Investigating molecular mechanisms of membrane signaling complexes
Lipids are vital for both cellular structure and function. Disruptions to lipid metabolism can lead to diseases such as cancer and neurological disorders. Our laboratory wants to understand how lipid signaling is regulated, and why changes in lipid metabolism can lead to disease. We use structural biology, lipidomics, cancer biology and neuroscience to help drive the creation of mechanism-based therapeutics.
The research in our laboratory centers on the molecular mechanisms underlying the membrane protein complexes that are critical in the field of neuroscience and cancer biology. Specifically, we investigate the membrane lipid biology of proteins as well as the functionality of ion channels and receptors.

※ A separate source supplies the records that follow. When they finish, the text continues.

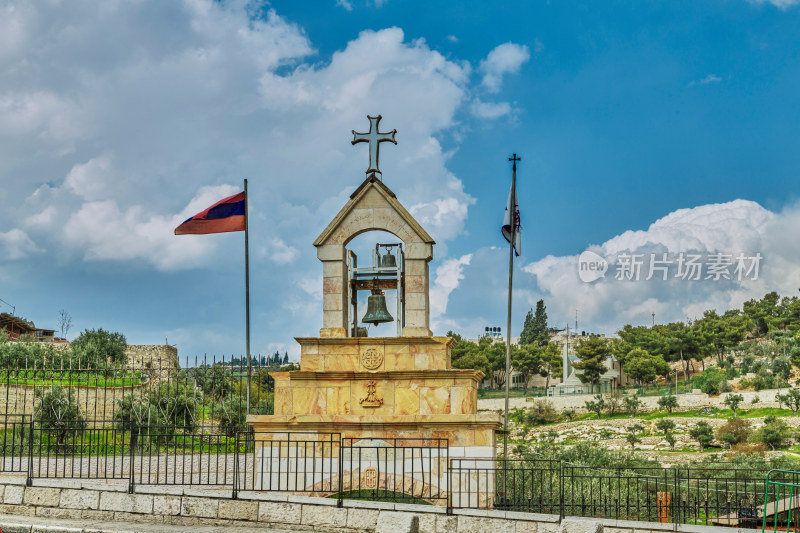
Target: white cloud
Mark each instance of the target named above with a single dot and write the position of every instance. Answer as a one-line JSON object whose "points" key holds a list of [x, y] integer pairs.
{"points": [[279, 252], [733, 227], [16, 244], [489, 110], [448, 275], [105, 231], [145, 131], [506, 58], [710, 79], [780, 4]]}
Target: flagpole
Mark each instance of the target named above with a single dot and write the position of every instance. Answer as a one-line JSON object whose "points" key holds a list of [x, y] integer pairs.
{"points": [[247, 291], [513, 223]]}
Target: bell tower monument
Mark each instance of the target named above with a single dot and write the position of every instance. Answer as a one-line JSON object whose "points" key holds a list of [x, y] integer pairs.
{"points": [[375, 390]]}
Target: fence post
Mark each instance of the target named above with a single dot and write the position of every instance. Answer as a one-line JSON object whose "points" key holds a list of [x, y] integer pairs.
{"points": [[676, 501], [29, 480], [236, 465], [131, 447], [561, 490], [340, 496]]}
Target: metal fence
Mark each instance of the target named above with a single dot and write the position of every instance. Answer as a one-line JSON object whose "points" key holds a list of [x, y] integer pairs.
{"points": [[718, 495], [166, 425]]}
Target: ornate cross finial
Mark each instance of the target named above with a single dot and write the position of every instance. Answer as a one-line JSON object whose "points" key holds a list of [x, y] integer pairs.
{"points": [[374, 138]]}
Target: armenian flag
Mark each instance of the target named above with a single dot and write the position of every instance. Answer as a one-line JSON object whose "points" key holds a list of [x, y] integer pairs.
{"points": [[226, 215]]}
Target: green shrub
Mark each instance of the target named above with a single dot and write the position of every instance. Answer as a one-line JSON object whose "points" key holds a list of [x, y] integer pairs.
{"points": [[774, 433], [99, 347], [734, 431], [668, 402], [161, 414]]}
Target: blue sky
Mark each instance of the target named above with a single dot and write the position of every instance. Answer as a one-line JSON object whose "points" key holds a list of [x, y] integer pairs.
{"points": [[661, 127]]}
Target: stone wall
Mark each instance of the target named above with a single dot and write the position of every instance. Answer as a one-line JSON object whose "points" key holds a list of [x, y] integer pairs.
{"points": [[157, 361], [686, 402], [109, 501], [156, 356]]}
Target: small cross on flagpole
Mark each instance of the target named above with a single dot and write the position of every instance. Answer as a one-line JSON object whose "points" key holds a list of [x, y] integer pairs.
{"points": [[512, 240]]}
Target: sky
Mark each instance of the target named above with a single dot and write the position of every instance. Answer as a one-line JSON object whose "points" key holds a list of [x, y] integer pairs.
{"points": [[652, 135]]}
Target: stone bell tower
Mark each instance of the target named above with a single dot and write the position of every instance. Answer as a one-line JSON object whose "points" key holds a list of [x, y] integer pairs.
{"points": [[373, 390]]}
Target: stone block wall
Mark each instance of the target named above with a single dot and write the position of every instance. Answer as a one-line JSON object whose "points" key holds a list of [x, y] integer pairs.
{"points": [[71, 504], [157, 361]]}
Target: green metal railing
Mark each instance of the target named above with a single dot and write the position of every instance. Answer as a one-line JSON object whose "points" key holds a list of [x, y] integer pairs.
{"points": [[776, 506]]}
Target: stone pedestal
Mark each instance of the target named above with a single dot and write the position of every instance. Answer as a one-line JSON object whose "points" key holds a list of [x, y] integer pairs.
{"points": [[373, 413], [388, 408]]}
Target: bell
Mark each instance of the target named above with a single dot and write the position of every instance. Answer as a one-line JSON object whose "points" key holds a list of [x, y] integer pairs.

One interest of the lab is the biosynthesis and homeostasis of sphingolipids. Sphingolipids are one of the major membrane lipids in mammalian cells. They represent 10% to 20% of cellular lipids, and in certain specialized tissues, such as myelin sheaths, they can account for ~25% of the lipids. Sphingolipids are not only abundant structural components of membranes, but also function as signaling molecules and mediate a wide spectrum of cellular functions, including cell growth, adhesion, migration, and death. Defects in sphingolipid metabolism are often associated with cancers and neurodegenerative diseases. Sphingolipid production in cells is a highly regulated process. The sphingolipid biosynthetic pathway begins in the endoplasmic reticulum, where membrane enzyme complexes catalyze the first step of the process. Using cryo-EM, we aim to develop an atomic-scale understanding on how these enzymes are activated and regulated, as well as how their activities control sphingolipid homeostasis.
Although our research is currently grounded in science at the molecular level, we are developing exciting projects focused on membrane biology at the cellular level.